In a Shanghai shopping center, customers browsed racks of used winter coats, US$2 trousers and household appliances — pre-used items that would have been out of place in a major Chinese mall a decade ago.
But these days, stagnating wages, youth unemployment and a years-long property crisis are making consumers rethink their spending. China’s leaders will likely announce policies aimed at boosting domestic consumption at the annual Two Sessions political conclave this week, but they face an uphill battle.
“Everyone is feeling the pinch financially, so everyone is looking for cheaper stuff,” said Liu, a 42-year-old secondhand book buyer visiting the Shanghai store.
Photo: AFP
A longstanding taboo in Chinese culture against used goods, seen as unclean or a shameful sign of poverty, is lifting rapidly.
“Getting a free milk tea is better than paying full price for it,” Liu, who gave only her surname, offered as an analogy for her outlook.
Online, the secondhand market is flourishing too, led by Xianyu, the Alibaba-owned answer to eBay with more than 600 million users, and Zhuanzhuan, a Tencent-backed resale platform known mainly for electronics.
Photo: AFP
Xianyu opened a physical location in 2024 and has expanded to more than 20 sites nationwide. Its stores resemble European charity shops, with plush toys displayed alongside strollers and sneakers in varying states of wear — a novel concept in a country where the upwardly mobile have typically prized the latest luxury goods
Zhuanzhuan, which runs hundreds of small resale counters across the country, opened an enormous warehouse-like store in Beijing last year selling everything from gaming equipment to handbags.
Chinese shoppers are becoming more eco-friendly, said Li Yujun, founder of a used goods store in Shanghai.
Photo: AFP
Still, she said low prices were a major draw, with good quality secondhand items priced at 30 to 60 percent of the original cost.
“A lot of communities are organizing flea markets,” said Lin, a 37-year-old shopper.
“We can buy (useful things) at very good prices.”
SUBDUED FESTIVE SEASON
Consumption has remained stubbornly sluggish post-pandemic despite government efforts to coax spending.
The Two Sessions come just after Lunar New Year, which was extended into a nine-day public holiday aimed at encouraging people to spend on tourism and leisure. Despite a record-breaking 596 million domestic trips throughout the holiday, tourism spending per capita was 8.8 percent below pre-pandemic levels and 0.2 percent down from last year, Goldman Sachs analysts said.
After taking a train home to her native Hebei province, Beijing resident Hua Lei said she would observe a subdued festive season.

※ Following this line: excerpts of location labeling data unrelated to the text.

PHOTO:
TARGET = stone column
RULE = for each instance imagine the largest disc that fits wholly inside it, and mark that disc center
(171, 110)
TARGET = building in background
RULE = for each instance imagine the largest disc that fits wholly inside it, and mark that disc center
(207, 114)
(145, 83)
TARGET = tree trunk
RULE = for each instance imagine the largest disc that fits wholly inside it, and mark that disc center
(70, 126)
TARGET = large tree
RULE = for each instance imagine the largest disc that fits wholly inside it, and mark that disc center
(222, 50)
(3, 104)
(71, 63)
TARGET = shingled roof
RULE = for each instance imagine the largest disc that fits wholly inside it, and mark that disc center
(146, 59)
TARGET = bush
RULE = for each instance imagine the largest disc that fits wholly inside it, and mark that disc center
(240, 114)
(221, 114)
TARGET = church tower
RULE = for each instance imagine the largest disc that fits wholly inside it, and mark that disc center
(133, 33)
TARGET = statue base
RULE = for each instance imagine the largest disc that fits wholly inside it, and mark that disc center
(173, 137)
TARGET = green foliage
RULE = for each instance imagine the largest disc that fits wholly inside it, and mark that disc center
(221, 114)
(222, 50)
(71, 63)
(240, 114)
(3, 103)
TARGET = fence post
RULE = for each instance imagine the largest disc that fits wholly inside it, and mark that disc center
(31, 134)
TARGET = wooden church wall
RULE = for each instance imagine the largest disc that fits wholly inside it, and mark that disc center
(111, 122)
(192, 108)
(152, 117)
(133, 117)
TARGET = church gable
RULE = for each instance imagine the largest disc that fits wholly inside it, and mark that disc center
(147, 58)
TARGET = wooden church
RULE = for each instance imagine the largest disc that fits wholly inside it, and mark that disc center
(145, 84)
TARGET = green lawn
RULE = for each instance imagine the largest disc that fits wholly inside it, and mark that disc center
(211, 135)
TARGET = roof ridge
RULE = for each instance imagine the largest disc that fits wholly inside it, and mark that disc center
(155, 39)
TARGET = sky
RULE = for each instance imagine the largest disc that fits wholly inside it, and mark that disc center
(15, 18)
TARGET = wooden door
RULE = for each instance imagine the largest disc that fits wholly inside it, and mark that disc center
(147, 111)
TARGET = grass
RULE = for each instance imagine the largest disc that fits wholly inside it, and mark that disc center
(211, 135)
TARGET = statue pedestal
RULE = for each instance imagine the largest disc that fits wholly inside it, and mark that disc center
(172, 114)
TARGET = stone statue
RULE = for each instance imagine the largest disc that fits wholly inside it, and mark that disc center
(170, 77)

“I usually just stay inside when I come home, I don’t go out and about very much,” the 34-year-old said.
Chai Lihong, another passenger, was travelling to her son-in-law’s home in Hebei’s Baoding city.
“We took the green train, the slowest kind,” she said. “The high-speed rail is perhaps a bit expensive for rural residents.”
Authorities have held back from mass issuing stimulus checks and have tried instead to entice shoppers with subsidies and coupons limited to certain types of purchases.
However, subsidies promoting trade-in purchases for cars and appliances “have had limited effect, bringing forward spending that would have taken place anyway and leading people to curb spending elsewhere”, said Duncan Wrigley from Pantheon Macroeconomics.
‘PRETTY SCARY’
At a mall dedicated to home furnishings in central Shanghai, a furniture seller who did not want to give her name said she had not seen much impact on business.
“You have to enter a competition to win the coupons,” she said, adding her daughter had had to enlist 10 friends for a coupon lucky draw to buy a bed.
She pointed to the largely empty shopping center, which she said in past years would have been filled with customers immediately after the New Year period.
“The market situation is pretty scary right now,” she said.
Allen Feng from think tank Rhodium Group warned of diminishing returns from subsidies, as “they don’t create income.”
The IMF has urged Beijing to expand healthcare, pensions and social benefits to improve consumer willingness to spend.
Other economists have championed more direct incentives. Zhu Tian of Shanghai’s China Europe International Business School suggests authorities could issue a one-off handout of four trillion yuan (US$580 billion) split across the entire population.
Analysts anticipate stimulus policies from the Two Sessions, with leaders saying in October they would “work toward improving living standards while increasing consumer spending”. Authorities are now “talking about boosting consumption propensity, which is the right way to think about it,” Feng said.